Call the lemon soup by its Greek name, he tells her. Also, dress more ethnic. You'll get bigger tips. The server scuttles away.

Stepanian can do this. This is Fremont, a neighborhood he helped transform from a seedy backwater into the quirky, innovative, self-named Center of the Universe. In the 1970s, he became its fifth and maybe most famous honorary mayor, a long-haired radical whose time had come.

Now, at 70, he's about to receive an award from the Fremont Public Association honoring his legacy — as co-founder of the community social organization, honest-to-god father of curbside recycling, co-creator of the Fremont Fair and a force behind that most recognized of all Fremont sculptures, "Waiting for the Interurban."

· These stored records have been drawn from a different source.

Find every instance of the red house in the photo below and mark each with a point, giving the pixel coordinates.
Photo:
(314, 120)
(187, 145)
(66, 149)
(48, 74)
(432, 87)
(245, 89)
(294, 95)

From his table at Costas Opa, he can see the iconic aluminum figures across the street. A KOMO-TV reporter and camerawoman are over there, waiting to interview him. Fixing the hair. Planning the angles. Unaware he's watching. "They've got it all wrong," Stepanian croaks through his bushy, blond-gray beard. "They should shoot it from the backside."

The camerawoman crouches to knee-level and zooms in on the dog. That's Stepanian's face, on that dog. He groans, unable to escape the enduring humiliation that sculptor Richard Beyer explained in one publication as "sort of mockingly vengeful."

"I don't know what he's talking about," Stepanian says about that. And yet Stepanian, a man who seems to consider any attention good attention, must derive some satisfaction from the stunt. Doesn't he?

"Put yourself in my place," he says. "Do you need this? Would you want to be the face of the pig at the Pike Place Market?"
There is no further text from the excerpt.